Posted Oct 14, 2009 03:52 pm CDT
Corporate legal departments are intent on cutting costs and are using a variety of strategies to get the job done, a new survey finds.
Lauren Chung, director of the Hildebrandt survey, told the ABA Journal that the frugal approach extends to compensation for in-house lawyers.
“Do I think that lawyers overall are making less?” Chung said. “They’re not getting the increases that they had been enjoying for the past several years. Every year they were almost guaranteed an increase. This year we see very clearly that is not the norm anymore.”
The average total cash compensation—base salary plus cash bonuses—was $229,000 for in-house lawyers in March 2009, down from $236,000 reported in a March 2008 survey. The apparent drop in year-over-year numbers could be misleading, however, because additional companies responded to this year’s survey.
When Hildebrandt asked companies responding to the 2009 survey to report total cash compensation numbers for March 2008 and 2009, they reported a year-over-year increase of 3 percent. Last year’s survey reported a year-over-year increase of 8 percent in total cash compensation.
Total compensation—base salary, cash bonus, and value of long-term incentives—was $285,000 in March 2009, an average increase of 4 percent. Last year responding companies reported a 10 percent increase in total compensation for in-house lawyers.

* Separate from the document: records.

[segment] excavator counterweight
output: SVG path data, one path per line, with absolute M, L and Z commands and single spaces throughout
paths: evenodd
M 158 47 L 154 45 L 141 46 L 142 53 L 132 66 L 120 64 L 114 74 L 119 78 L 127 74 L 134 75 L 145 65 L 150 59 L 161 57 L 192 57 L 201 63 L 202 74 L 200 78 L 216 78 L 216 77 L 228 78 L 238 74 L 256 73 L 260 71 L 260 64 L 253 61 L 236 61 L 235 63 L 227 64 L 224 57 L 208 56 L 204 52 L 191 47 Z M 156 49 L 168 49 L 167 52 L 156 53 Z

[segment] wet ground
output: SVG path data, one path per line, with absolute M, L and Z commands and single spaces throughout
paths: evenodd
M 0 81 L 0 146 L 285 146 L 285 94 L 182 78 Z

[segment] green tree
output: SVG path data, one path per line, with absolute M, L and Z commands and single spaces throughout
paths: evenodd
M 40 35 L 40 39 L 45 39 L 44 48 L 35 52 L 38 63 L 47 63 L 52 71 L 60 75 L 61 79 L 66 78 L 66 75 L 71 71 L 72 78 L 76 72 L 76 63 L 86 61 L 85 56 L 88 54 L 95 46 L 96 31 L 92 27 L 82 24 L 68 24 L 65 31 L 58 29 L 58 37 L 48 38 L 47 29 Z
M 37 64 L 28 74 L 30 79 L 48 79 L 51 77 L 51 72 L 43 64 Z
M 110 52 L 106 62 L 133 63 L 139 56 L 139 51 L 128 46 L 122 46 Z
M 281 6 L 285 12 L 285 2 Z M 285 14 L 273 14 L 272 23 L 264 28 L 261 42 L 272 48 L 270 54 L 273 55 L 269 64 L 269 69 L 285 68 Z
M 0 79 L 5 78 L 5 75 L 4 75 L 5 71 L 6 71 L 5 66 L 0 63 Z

Jonathan Bellis, head of Hildebrandt’s law department consulting practice, told the Legal Intelligencer that the March 2009 survey showed there was no single method for cutting costs in corporate legal departments.
The Intelligencer reports that Bellis’ clients “have been looking at reducing discretionary budgets, limiting attendance at events, a shift in compensation structures, an increase in contract and temporary attorneys, the use of more regional law firms and shifting more work back to the business side of the company.”
The survey received 231 responses representing 21 industries and 22 percent of the Fortune 500 list. The Intelligencer and a Hildebrandt press release reported these findings:
• Eighteen percent of the respondents anticipated a decrease in the number of in-house lawyers in their departments, while 30 percent expected an increase. The numbers reflect a cost-reduction strategy of bringing more work inside that had been done by outside counsel, according to the press release.
• Nearly a third of the respondents expect to use fewer outside firms in the United States. Only 8 percent expect to increase the number of law firms they use.
• Forty-six percent of the responding companies anticipate that alternative billing arrangements will make up more than 11 percent of their outside legal budget, compared to 33 percent last year.
• Total legal spending increased by 5 percent in the United States, the same rate of increase as the year before.